Table 681.  Clock Domains
Clock name Description
av_mm_control_agent_clock CPU interface clock domain
av_mm_memory_host_clock Memory interface clock domain
axi4s_vid_in_0_clock Input video stream clock domain
axi4s_vid_out_0_clock Output video stream clock domain
core_clock Processing engine clock domain

The CPU interface uses little bandwidth and does not impose a minimum clock frequency.

The video clock frequency depends on the video resolution and frame rate and the Warp IP’s number of pixels in parallel. For example, a 600 MHz clock at 1 pixel in parallel supports resolutions up to 3840x2160 at 60 fps. A 300 MHz clock at 2 pixels in parallel supports active video resolutions up to 3840x2160 at 60 fps. A 150 MHz clock at 1 pixel in parallel supports resolutions up to 1920x1080 at 60 fps.

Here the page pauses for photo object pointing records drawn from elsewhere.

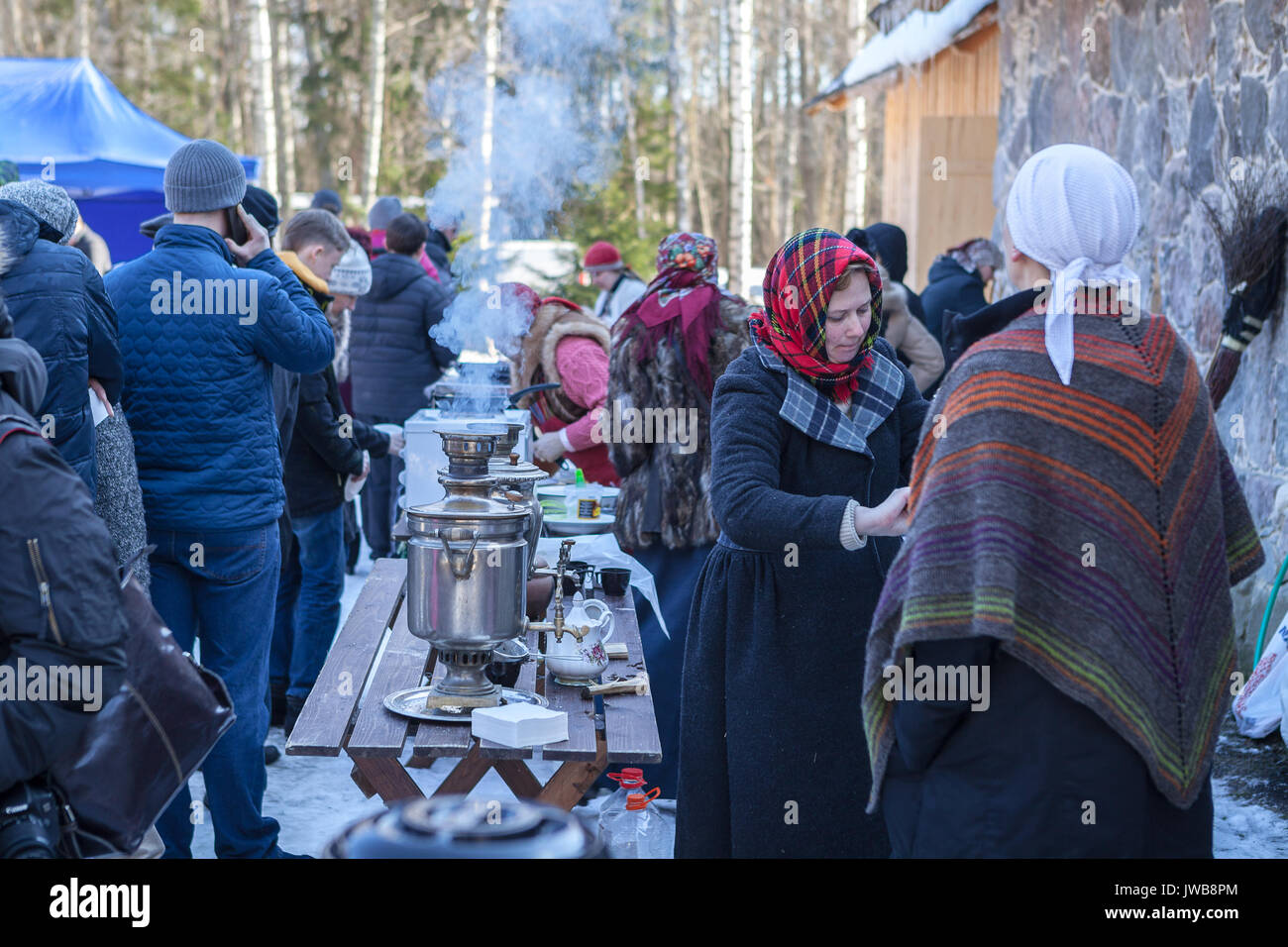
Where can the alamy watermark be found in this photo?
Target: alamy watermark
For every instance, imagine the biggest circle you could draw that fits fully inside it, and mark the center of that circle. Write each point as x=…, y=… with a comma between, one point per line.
x=1106, y=296
x=58, y=684
x=913, y=682
x=209, y=296
x=622, y=424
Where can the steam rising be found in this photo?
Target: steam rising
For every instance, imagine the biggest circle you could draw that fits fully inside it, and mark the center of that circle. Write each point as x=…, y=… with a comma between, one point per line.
x=549, y=138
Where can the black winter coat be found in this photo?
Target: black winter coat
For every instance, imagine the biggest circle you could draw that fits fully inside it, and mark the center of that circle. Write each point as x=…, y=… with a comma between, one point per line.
x=772, y=753
x=59, y=307
x=326, y=447
x=437, y=248
x=951, y=287
x=1059, y=783
x=390, y=355
x=59, y=595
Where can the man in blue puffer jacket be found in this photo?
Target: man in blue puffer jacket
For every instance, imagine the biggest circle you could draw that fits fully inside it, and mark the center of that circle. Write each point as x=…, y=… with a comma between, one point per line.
x=198, y=338
x=59, y=308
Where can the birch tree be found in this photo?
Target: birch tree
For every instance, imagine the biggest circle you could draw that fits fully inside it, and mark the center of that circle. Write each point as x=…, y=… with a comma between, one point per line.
x=376, y=101
x=262, y=68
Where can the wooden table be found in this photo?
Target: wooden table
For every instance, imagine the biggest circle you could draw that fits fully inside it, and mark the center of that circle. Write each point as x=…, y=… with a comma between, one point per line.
x=346, y=710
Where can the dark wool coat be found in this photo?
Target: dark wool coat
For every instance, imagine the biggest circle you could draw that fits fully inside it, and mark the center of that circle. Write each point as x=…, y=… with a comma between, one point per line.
x=772, y=755
x=951, y=287
x=1029, y=800
x=437, y=248
x=59, y=307
x=323, y=450
x=390, y=355
x=59, y=596
x=198, y=385
x=682, y=480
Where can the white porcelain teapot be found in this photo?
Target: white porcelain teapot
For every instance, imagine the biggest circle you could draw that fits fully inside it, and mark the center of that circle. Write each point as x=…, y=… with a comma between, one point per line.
x=578, y=657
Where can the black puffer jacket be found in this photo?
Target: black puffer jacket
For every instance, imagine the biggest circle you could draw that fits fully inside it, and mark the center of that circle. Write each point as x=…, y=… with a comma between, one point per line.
x=951, y=287
x=390, y=355
x=437, y=248
x=59, y=307
x=59, y=596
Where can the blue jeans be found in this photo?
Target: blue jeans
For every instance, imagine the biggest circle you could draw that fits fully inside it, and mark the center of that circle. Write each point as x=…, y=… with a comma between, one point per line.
x=223, y=592
x=308, y=602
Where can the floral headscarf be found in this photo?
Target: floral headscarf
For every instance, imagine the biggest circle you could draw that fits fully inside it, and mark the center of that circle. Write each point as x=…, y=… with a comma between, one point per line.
x=798, y=287
x=684, y=296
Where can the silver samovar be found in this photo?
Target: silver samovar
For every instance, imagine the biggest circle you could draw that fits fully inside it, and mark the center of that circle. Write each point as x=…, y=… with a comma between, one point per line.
x=516, y=475
x=468, y=564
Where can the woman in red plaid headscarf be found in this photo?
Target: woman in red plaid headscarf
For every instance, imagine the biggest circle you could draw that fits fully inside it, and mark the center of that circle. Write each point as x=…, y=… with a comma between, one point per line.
x=811, y=434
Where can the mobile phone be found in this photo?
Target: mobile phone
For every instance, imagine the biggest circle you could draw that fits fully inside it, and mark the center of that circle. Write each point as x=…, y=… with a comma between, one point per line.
x=236, y=228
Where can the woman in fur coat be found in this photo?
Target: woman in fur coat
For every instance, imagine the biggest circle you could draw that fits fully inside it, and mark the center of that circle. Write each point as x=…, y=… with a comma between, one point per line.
x=812, y=434
x=566, y=344
x=669, y=350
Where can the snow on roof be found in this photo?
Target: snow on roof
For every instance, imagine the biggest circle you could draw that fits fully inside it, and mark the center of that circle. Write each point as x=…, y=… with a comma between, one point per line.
x=915, y=39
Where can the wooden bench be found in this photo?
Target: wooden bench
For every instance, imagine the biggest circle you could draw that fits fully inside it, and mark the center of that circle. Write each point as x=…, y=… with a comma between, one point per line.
x=376, y=655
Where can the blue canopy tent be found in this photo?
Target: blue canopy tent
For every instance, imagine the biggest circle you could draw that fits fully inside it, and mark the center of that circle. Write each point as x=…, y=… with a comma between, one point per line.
x=62, y=120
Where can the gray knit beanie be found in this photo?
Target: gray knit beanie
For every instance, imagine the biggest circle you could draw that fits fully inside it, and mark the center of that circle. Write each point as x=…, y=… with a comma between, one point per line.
x=51, y=202
x=384, y=210
x=352, y=274
x=202, y=175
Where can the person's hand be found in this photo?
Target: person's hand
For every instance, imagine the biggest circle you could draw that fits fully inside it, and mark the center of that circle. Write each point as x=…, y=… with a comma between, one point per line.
x=549, y=447
x=889, y=518
x=257, y=239
x=102, y=395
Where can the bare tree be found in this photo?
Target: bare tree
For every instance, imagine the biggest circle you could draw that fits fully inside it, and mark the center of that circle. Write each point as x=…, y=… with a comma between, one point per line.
x=375, y=101
x=742, y=165
x=681, y=85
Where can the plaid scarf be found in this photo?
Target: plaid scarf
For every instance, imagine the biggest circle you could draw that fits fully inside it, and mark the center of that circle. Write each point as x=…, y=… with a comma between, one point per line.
x=819, y=418
x=798, y=287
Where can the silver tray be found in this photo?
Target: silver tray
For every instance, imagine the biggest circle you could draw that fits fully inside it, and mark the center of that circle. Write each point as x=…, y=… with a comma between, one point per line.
x=411, y=702
x=567, y=526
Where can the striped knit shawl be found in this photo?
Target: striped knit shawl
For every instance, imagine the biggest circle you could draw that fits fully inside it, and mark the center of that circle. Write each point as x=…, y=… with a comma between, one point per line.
x=1094, y=530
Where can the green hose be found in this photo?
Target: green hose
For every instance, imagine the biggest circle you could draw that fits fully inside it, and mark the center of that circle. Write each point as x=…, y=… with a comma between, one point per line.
x=1270, y=605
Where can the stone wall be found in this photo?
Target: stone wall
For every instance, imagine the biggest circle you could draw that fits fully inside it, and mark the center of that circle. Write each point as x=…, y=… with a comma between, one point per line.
x=1177, y=91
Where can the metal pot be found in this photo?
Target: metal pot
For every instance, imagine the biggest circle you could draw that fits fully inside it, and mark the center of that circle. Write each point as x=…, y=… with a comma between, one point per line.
x=467, y=570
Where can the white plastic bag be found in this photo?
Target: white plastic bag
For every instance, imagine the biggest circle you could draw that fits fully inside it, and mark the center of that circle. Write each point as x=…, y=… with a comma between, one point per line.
x=1260, y=706
x=639, y=830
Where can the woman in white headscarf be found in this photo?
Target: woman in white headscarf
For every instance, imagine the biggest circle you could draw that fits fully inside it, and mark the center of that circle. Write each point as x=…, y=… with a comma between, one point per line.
x=1050, y=659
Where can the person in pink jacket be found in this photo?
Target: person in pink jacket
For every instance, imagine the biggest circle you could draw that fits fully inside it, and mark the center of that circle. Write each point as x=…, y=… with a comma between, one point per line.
x=566, y=344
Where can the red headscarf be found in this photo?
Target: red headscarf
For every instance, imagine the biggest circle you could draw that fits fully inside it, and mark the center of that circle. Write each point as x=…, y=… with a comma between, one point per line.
x=683, y=298
x=798, y=289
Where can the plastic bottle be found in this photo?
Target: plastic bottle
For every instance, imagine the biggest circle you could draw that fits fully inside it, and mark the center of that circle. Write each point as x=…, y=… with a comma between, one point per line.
x=585, y=499
x=636, y=830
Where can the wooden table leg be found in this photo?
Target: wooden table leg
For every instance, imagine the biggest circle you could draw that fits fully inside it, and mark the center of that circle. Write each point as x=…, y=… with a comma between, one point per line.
x=386, y=776
x=571, y=781
x=465, y=775
x=519, y=779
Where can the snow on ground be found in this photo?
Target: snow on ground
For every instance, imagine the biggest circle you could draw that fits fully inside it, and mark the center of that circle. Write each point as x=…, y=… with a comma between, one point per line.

All RTL-based blocks that transfer or receive data from a different clock domain include clock domain crossing (CDC) circuits for both, single bit and data bus signal cases. The CDC circuits safely allow exchange of data between the two asynchronous clock domains. The Warp IP includes an .sdc file to constrain these CDC paths.

Resets

Table 682.  Resets associated with clock domainsAll resets are synchronous active-high
Reset name Description
av_mm_control_agent_reset CPU interface clock domain reset.
av_mm_memory_host_reset Memory interface clock domain reset.
axi4s_vid_in_0_reset Input video stream clock domain reset.
axi4s_vid_out_0_reset Output video stream clock domain reset.
core_reset Processing engine(s) clock domain reset.

All the resets in the Warp IP are synchronous. Ensure that, when resetting the Warp IP, all clocks are active at the same time while you apply the resets.

Interrupts

Table 683.  Interrupt Signals
Signal Description
interrupt_irq

Active high interrupt triggered at the start of each output frame sent from the axi4s_vid_out_0 interface. The signal is synchronous to the av_mm_control_agent_clock domain.

Enable tinterrupt_irq using the interrupt control register and clear using the interrupt status register.